Greek Salad in a Jar

Are you a brown bagger? Meaning do you bring your own lunch to work? I definitely do.

It’s a money saver: $10 a day x 5 days = $50. $50 a week x 52 weeks = $2,600 saved a year (per person).

It controls your calorie intake: you’d have to pack a really big lunch to consume a restaurant portion of food.

It shortens the work day: you’re not stepping out for an hour to find your food and eat it.

And it’s much less wasteful: no oversized portions you can’t finish or carry out containers that end up in the trash.

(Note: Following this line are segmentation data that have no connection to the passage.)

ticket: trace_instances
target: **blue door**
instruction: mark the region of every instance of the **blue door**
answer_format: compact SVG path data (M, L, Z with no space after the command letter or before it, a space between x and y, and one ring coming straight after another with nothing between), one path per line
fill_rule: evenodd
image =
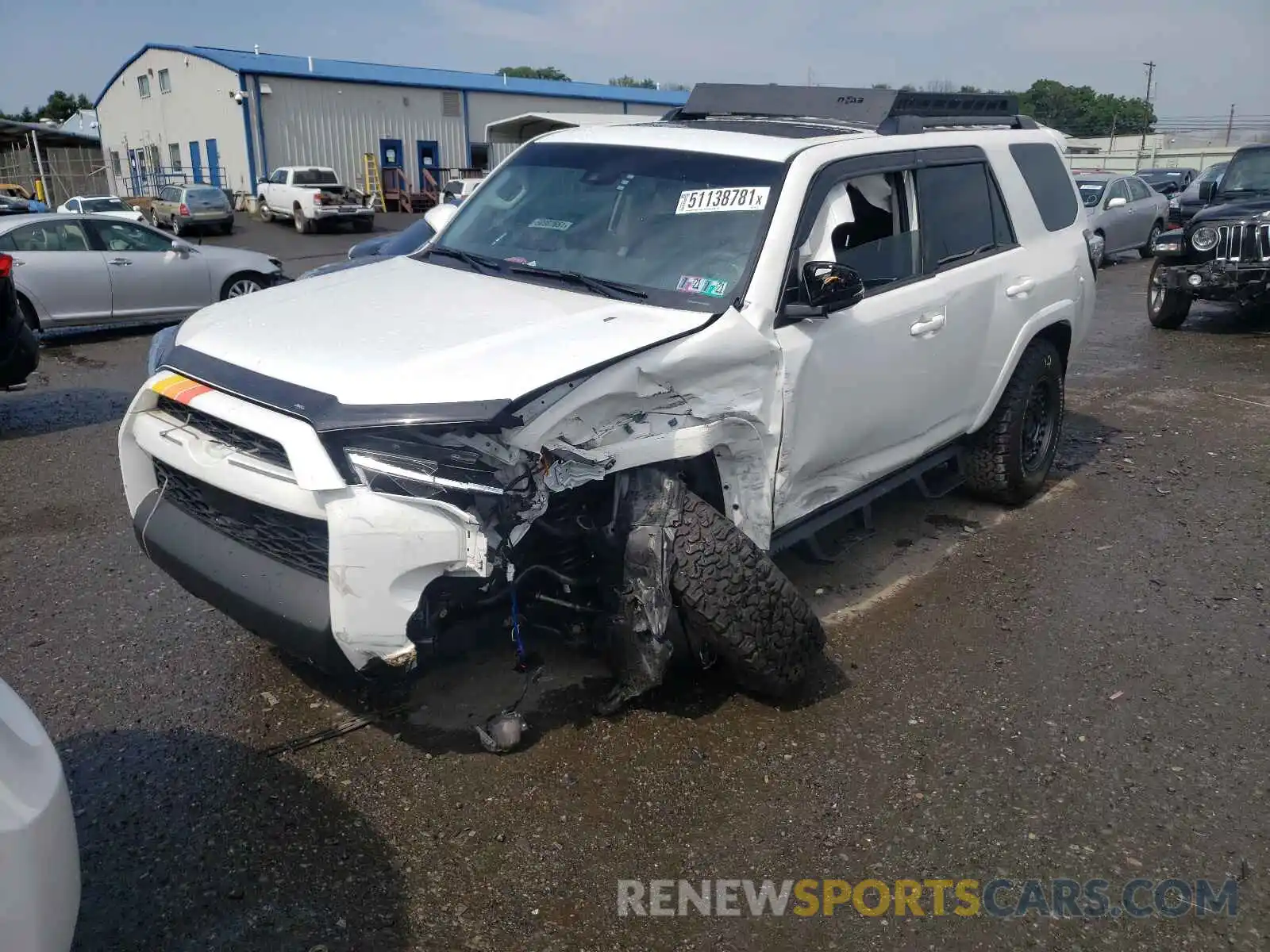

Most people cringe at the idea of bringing leftovers to work or are not motivated in the morning to make themselves a sandwich before they walk out the door. Because of the work week, the brown bagger has made lunch the most boring meal of the day. This troubles me because food should never be boring.

In an effort to keep things interesting, I’m always switching up our lunch plan for the week. I can’t even remember the last time we had a sandwich! I particularly like to get creative with salads and really enjoyed this one. By layering the ingredients, nothing gets soggy, and it travels in a Ball jar (I love that!). I put this together while making dinner and it was ready for grab’n’go the next morning.

Ingredients

  • 3/4 cup orzo
  • 1 (15-ounce) can black-eyed peas, drained and rinsed
  • 1 cup tomato, diced
  • 2 tbls chopped flat-leaf parsley
  • 2 tbls red-wine vinegar
  • 2 tbls extra-virgin olive oil, divided
  • 1 cup cucumber, halved lengthwise, cored, and diced
  • 1/2 cup pitted Kalamata olives, slivered
  • 1/3 cup thinly sliced red onion
  • 1 tsp grated lemon zest
  • 3 tbls fresh lemon juice
  • 1 tbls finely chopped oregano
  • 2 to 3 cups coarsely chopped romaine
  • 1 cup feta, crumbled
  • 4 to 8 peperoncini

Directions

  1. Cook orzo according to package instructions. Drain in a sieve and rinse under cold water until cool. Drain well.
  2. Toss black-eyed peas, tomato, and parsley with vinegar, 1 tablespoon oil, 1/2 teaspoon salt, and 1/4 teaspoon pepper. Marinate, stirring occasionally, 15 minutes.
  3. Meanwhile, toss together orzo, remaining tablespoon oil, cucumber, olives, onion, lemon zest and juice, oregano, 1/2 teaspoon salt, and 1/4 teaspoon pepper in a large bowl.
  4. Divide black-eyed-pea mixture (with juices) among jars and layer orzo salad, romaine, and feta on top. Add 1 or 2 peperoncini to each jar.